About Us

Welcome to our blog, describing our voyage aboard the two BRAVO's; the first boat a Kelly Peterson 46 with homeport in Seattle, Washington. The second is a new Boreal 52, launched in Treguier, France in February 2020.

We headed south from Seattle in 2010, and have been voyaging in one form or another since. Cheers, Adam and Cindi


"As for me, I am tormented by an everlasting itch for things remote. I love to sail forbidden seas, and land on barbarous coasts." -Herman Melville, 1844



Tuesday, September 17, 2019

Vancouver Island, pop top style

After our Oregon shakedown cruise in the truck, we headed north to Vancouver Island with friends David and Diana.  They recently bought a pop top truck camper and truck as well, so were eager to get a bit of dirt on it as well.



Vancouver Island is a terrific place to explore.  We knew it well from numerous trips over the years on BRAVO and our sea kayaks, but had never really explored inland.  It's a huge area, over 12,400 square miles, with lots to see, including remote beaches, high mountains and glaciers, and old growth forest wilderness, all steeped in a rich maritime heritage and climate.  Here we go.....into the rainforest.....











We came across this log carrier in one bay.  We stopped along with several other gawkers, thinking it had run aground.  It looked like the tide was going out, and it was starting to list to port.  There were a couple of tugs milling around, we figured they were standing by to rescue the stricken ship.  All of a sudden, with a huge roar, the logs all started to slide off the side of the ship into the water.  The tugs corralled the logs into a log boom, and the ship slowly righted itself.  It became obvious that it had dumped the logs intentionally, all in a days work.  Amazing!



We headed north to Strathcona Provincial Park, in the central interior of the island.  The park has beautiful mountains, glaciers, and streams, and we took advantage of some great hiking on some of the trails.




We all were ready to cool tired dogs in the stream after a tough hike.








Leaving Strathcona we headed north up to Cape Scott on the northern tip of the Island.  Did a good hike through old growth forest out to the beach.




















In spite of years of over logging, much of Vancouver Island is still wilderness.  Though we never saw wolves or cougars, they were obviously around, as were bears, both grizzlies and black bears.


Bear vaults were provided for hikers to safely stash their food.






Relics from logging days of the past, slowly being reclaimed by the forest.  This one at Ronning's Garden.

Vancouver has long been home to many tribes of indigenous people, or First Nations.  We took the ferry over to Cormorant Island, for a visit to Alert Bay, a native island community of approx 1,300 people on the northeast coast of Vancouver Island, between Port McNeil and Telegraph Cove.  Cindi and I had visited Alert Bay some years ago by sea kayak, and were eager to return.
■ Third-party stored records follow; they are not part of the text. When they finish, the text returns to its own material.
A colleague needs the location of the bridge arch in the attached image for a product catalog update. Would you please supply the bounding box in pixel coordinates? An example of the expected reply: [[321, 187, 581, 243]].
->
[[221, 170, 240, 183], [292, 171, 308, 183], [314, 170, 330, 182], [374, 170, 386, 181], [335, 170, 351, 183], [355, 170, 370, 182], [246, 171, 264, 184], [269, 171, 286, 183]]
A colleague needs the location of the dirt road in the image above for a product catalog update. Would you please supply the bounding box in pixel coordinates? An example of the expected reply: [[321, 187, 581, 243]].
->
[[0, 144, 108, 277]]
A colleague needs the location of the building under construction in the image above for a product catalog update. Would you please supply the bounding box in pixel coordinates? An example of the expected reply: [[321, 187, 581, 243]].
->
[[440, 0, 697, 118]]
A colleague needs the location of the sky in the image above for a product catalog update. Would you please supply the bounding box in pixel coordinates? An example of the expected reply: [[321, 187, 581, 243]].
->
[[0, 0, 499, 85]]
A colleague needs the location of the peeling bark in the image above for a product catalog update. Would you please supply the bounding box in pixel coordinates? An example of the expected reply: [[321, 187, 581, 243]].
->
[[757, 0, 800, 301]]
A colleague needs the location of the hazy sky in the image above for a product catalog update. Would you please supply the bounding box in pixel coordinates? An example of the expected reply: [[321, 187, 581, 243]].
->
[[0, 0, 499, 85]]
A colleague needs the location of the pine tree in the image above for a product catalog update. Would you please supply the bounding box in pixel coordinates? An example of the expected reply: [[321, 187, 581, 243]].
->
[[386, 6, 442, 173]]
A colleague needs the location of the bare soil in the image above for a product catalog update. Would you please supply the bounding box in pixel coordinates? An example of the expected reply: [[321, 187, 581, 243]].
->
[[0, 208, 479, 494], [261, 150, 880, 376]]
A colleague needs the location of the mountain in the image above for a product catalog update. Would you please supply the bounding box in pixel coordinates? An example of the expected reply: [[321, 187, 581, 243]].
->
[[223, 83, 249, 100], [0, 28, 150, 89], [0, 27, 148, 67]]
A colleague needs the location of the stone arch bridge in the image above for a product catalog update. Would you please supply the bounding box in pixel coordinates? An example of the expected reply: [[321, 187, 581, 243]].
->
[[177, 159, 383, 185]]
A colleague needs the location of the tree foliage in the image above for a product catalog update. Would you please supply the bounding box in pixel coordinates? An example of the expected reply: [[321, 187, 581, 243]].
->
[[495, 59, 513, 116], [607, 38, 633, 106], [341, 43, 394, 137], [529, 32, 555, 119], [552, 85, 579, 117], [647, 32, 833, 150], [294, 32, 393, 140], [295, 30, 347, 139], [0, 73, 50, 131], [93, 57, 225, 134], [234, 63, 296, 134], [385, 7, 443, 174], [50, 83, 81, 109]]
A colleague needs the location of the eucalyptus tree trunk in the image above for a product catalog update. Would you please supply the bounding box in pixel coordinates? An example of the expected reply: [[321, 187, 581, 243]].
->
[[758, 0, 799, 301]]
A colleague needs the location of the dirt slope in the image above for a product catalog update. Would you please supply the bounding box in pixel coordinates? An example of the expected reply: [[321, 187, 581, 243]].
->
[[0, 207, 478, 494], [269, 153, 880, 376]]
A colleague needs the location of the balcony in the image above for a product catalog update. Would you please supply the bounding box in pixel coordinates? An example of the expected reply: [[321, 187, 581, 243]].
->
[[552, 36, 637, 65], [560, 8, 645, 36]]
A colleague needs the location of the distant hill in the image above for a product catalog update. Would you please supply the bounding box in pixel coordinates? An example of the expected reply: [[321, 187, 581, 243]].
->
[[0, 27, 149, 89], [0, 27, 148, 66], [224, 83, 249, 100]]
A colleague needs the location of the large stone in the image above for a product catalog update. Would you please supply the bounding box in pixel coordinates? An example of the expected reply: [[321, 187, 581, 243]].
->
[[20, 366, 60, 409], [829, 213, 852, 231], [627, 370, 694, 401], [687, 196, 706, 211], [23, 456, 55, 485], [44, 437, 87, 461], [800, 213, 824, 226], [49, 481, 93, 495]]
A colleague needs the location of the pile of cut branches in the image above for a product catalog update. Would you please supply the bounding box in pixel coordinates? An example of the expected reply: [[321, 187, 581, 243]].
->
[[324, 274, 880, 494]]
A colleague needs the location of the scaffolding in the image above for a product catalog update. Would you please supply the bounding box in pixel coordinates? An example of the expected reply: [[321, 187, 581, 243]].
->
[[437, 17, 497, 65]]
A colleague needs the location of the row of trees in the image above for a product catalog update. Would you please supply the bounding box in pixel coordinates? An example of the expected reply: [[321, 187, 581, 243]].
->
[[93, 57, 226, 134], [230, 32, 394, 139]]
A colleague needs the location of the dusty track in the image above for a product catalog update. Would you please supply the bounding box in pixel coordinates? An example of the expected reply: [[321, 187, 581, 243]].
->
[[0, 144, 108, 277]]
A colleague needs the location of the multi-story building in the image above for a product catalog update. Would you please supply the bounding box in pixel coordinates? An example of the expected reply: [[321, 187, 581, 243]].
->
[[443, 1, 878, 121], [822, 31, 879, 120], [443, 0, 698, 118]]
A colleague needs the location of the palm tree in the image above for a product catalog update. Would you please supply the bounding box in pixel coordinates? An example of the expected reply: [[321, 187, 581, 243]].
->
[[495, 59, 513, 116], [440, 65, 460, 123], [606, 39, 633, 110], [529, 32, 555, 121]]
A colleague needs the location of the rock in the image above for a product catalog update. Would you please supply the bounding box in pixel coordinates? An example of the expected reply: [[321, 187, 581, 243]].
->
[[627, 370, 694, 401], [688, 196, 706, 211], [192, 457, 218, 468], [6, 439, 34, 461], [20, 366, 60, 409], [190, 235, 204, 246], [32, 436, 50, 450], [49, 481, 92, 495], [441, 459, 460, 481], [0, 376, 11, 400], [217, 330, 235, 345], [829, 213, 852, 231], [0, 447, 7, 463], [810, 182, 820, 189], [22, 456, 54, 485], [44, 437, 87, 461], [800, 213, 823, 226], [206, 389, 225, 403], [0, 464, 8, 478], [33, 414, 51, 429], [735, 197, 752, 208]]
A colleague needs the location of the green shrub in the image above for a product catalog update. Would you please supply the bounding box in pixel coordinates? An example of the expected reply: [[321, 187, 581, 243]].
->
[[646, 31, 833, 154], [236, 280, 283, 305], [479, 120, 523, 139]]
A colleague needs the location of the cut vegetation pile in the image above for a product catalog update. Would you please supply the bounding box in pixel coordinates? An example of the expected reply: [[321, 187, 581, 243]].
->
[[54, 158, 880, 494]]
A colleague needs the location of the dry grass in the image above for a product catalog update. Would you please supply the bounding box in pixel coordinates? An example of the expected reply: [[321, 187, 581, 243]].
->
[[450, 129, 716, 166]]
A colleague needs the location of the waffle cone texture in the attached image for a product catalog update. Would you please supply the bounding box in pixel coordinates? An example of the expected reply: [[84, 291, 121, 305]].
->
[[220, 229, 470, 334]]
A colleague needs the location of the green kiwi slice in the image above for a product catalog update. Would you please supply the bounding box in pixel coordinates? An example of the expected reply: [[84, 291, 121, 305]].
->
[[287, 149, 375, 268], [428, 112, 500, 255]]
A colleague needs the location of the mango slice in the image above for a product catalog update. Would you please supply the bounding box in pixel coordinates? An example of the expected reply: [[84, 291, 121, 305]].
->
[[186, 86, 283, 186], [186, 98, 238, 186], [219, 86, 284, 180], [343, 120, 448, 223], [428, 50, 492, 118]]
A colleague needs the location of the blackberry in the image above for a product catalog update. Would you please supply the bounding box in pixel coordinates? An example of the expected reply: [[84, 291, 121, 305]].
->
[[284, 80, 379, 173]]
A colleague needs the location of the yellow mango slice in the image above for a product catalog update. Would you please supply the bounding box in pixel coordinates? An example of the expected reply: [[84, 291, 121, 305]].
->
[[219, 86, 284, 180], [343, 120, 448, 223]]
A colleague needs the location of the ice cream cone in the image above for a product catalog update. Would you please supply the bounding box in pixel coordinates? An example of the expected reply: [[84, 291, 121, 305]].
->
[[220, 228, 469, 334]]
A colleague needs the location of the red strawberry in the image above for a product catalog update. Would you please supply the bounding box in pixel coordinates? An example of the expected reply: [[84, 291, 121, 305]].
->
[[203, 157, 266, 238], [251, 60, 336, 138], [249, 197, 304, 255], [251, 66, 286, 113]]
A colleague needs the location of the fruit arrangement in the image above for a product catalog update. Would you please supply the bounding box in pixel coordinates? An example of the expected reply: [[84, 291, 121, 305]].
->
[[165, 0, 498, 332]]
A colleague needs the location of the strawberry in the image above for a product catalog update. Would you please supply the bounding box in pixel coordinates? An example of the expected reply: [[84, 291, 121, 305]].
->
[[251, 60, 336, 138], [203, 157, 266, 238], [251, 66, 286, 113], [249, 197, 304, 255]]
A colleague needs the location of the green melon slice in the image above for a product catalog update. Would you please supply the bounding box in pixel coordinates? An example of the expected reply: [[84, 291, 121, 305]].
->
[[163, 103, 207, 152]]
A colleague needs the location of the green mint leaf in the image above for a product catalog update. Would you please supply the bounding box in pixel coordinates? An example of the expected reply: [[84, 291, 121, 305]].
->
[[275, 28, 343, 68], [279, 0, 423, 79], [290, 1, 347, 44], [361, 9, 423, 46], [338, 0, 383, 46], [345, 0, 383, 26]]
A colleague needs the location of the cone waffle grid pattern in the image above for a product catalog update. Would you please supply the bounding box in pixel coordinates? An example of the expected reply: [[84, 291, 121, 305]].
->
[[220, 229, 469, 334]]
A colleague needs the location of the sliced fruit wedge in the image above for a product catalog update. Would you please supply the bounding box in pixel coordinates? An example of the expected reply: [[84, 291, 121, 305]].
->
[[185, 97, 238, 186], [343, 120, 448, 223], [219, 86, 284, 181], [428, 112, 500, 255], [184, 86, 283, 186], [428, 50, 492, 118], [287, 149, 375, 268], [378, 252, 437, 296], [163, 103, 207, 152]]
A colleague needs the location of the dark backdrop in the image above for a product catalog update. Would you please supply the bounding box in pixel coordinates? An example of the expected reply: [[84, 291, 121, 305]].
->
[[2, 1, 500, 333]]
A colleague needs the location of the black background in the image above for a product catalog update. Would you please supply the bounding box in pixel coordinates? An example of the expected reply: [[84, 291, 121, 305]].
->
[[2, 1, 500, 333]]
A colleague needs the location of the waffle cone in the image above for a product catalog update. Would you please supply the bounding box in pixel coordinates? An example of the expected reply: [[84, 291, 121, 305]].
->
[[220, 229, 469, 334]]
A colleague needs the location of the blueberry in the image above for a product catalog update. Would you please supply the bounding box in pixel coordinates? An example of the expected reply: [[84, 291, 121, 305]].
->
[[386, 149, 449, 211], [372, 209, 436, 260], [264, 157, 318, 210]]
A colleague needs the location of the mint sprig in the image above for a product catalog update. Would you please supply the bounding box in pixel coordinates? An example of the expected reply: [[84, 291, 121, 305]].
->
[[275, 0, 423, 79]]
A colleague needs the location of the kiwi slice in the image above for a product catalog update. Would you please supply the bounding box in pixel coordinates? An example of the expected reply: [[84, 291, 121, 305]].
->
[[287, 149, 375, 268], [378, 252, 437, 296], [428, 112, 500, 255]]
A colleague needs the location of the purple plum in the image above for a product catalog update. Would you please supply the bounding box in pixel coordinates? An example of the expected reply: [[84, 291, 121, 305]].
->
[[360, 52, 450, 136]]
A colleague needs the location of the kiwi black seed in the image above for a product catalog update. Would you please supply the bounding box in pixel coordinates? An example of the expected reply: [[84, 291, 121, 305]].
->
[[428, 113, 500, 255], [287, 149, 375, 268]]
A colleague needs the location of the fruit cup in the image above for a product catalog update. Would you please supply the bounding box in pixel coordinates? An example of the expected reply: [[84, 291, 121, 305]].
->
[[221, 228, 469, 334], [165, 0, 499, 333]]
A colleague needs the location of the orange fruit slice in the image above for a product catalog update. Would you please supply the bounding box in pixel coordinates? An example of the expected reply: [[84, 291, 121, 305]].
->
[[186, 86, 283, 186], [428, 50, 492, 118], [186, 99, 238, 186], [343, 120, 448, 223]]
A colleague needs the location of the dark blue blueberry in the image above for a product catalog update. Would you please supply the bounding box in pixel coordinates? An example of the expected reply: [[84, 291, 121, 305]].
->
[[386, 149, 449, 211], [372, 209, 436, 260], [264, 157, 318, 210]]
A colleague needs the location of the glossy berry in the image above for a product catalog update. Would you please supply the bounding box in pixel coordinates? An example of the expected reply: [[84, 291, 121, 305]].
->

They have a fantastic museum, the U'Mista Cultural Center.  Unfortunately it was closed on the day we were there, so we could only see the exhibits visible outside.  Though the village has a certain forlorn quality to it, especially when visited on a classic Pacific Northwest overcast foggy day, we had a great day walking the island, and finding fine examples of indigenous artwork including beautiful totem carvings at the cemetery.















































Sign in the ferry terminal men's room





Telegraph Cove

Just before hopping aboard the ferry to leave Vancouver Island, we stopped in Victoria, on the south end of the island.  It happened to be the day before the start of the main, 710 mile leg of the annual Race to Alaska, or R2AK.  This race is a fairly grueling 750 mile voyage by any non-motorized boat, from Port Townsend, Washington to Ketchikan, Alaska.  Teams attempt the race on everything from high tech racing sailboats to kayaks and stand up paddleboards.  To deal with times of light or no wind, most of the serious sailing entries have bicycle powered propeller drives on the stern.  Talking to the participants, they can get up to 2 knots of speed on some of the boats with their bike drives.

Though it is somewhat whacky, at least when compared to more traditional sailing ocean races, this can be a serious test of skill, navigation, and endurance.  The first boat to finish gets a $10,000 prize, the second boat gets a set of steak knives, and that's it for the prizes!  

This team from San Francisco ("Team Shut Up and Drive") could have 4 cyclists on the stern at once.  They finished in 3rd place.








Last year's winner, the all women's crew "Sail Like a Girl" was back to attempt a repeat performance


While most teams were joking around during their last minute preparations on the dock, Team Sail Like a Girl was all business!  Though they didn't win this year, they still came in a very respectable 4th place.